Strategy

There are three channels where business development actually moves the needle. Customers who adopt what you built. Partners who extend your reach. Capital that funds the next chapter. Most founders try to run all three at once, and most of them do all three poorly as a result.
The better move is to pick the channel that will compound fastest given where you are today, go deep on it, and let the other two follow. The question is which one.
Start with customers when your product is real and your story is not yet tight
If you have something people can actually use, and early signals suggest it works, customer development should be the priority. Not because revenue is always the most important thing at every stage, but because customer conversations are the fastest way to figure out what you are really selling.
Every customer conversation teaches you three things. Whether the pain is real. Whether your framing of it lands. Whether they will pay. You cannot learn those things from partners or investors. Partners will be polite. Investors will ask about your TAM. Only customers tell you the truth, and they tell it with their wallets.
The trap at this stage is chasing partnerships too early. A partnership before you have product-market fit is a distraction. You will spend three months on co-marketing plans that go nowhere because neither side has enough gravitational pull yet.
Start with partners when distribution is the bottleneck
Some companies have great products that nobody can find. If your sales cycles are long, your category is crowded, or your buyer trusts a small number of gatekeepers, partnerships can unlock more than direct sales ever will.

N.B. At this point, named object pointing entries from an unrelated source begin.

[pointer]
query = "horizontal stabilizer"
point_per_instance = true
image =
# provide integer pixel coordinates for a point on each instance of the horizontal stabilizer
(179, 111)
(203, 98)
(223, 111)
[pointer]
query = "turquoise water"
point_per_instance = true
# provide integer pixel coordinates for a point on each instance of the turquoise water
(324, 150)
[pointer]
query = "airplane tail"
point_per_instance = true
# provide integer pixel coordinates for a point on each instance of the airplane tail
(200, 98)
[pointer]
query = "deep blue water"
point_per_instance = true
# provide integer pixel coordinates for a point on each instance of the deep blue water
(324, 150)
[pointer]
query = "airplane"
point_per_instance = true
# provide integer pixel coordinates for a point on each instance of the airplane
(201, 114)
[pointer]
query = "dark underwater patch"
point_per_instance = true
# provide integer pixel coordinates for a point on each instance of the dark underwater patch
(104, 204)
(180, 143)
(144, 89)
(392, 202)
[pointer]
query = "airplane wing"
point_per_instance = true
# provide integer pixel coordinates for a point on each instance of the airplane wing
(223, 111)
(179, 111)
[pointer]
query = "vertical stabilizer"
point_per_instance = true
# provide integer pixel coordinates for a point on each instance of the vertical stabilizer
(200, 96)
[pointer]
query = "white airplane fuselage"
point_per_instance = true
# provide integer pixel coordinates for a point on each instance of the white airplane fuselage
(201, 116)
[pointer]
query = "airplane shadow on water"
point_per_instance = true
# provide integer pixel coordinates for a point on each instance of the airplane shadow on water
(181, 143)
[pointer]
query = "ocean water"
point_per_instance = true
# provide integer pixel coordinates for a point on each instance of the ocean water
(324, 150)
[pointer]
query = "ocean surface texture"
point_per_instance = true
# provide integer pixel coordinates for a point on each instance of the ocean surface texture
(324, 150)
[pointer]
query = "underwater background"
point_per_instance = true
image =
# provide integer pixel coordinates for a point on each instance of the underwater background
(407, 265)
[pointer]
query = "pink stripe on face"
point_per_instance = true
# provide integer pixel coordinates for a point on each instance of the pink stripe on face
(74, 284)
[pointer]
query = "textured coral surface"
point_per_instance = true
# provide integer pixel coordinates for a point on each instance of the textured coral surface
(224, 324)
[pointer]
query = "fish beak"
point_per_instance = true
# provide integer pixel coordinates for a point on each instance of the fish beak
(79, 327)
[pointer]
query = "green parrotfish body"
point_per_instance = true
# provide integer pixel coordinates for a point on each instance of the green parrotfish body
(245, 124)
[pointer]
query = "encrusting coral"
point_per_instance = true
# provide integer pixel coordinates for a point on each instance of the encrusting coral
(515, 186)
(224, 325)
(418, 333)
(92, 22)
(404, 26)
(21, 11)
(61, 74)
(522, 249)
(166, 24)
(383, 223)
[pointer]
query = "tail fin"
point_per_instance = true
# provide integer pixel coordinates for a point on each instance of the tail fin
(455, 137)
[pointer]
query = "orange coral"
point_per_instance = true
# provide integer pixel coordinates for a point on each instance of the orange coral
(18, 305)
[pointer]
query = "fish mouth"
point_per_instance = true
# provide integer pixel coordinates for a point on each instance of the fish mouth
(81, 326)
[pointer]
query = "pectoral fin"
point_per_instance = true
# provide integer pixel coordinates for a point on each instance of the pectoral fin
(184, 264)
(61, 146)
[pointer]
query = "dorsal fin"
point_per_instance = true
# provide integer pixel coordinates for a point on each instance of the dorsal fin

This is especially true in regulated or relationship-heavy categories. Hospitality. Real estate. Healthcare. Financial services. In these worlds, the buyer does not start with a Google search. They start with, who do you use for this. The right partner can put you inside that answer.
The test for a partnership is simple. Does this partner sell to the same customer I am trying to reach, without competing for the same dollar? If yes, there is probably a real relationship worth building. If no, it is a content swap at best.
Start with capital only when the next move is capital-dependent
Capital should be the last channel you pursue, not the first. Not because fundraising is bad, but because it is rarely the actual bottleneck people think it is. Most founders raising too early are doing so because they do not yet know what to build or who to sell to, and they think funding will solve it. Funding accelerates what is already working. It does not create what is not.
If you are pre-revenue and your thesis is still forming, investor conversations are a distraction dressed up as progress. You will take twenty meetings, hear twenty conflicting pieces of advice, and end up less clear than when you started.
Raise when the growth plan is clear, the unit economics make sense, and the only thing standing between you and the next milestone is capital. At that point, the right investor is not just a check. They are a partner who brings their own network, which loops back to channel one.
Most companies do not need all three. They need one done well.
The version of this work that actually builds pipeline is narrow and deep. Pick the channel where the bottleneck lives today. Go all in for six months. Let the wins compound before you open a second front.
And when all three do start to align, which happens for the companies doing the underlying work well, that is when growth stops feeling like a grind and starts feeling like pull. Customers bring partners. Partners bring capital. Capital brings more customers. That is the pipeline worth building.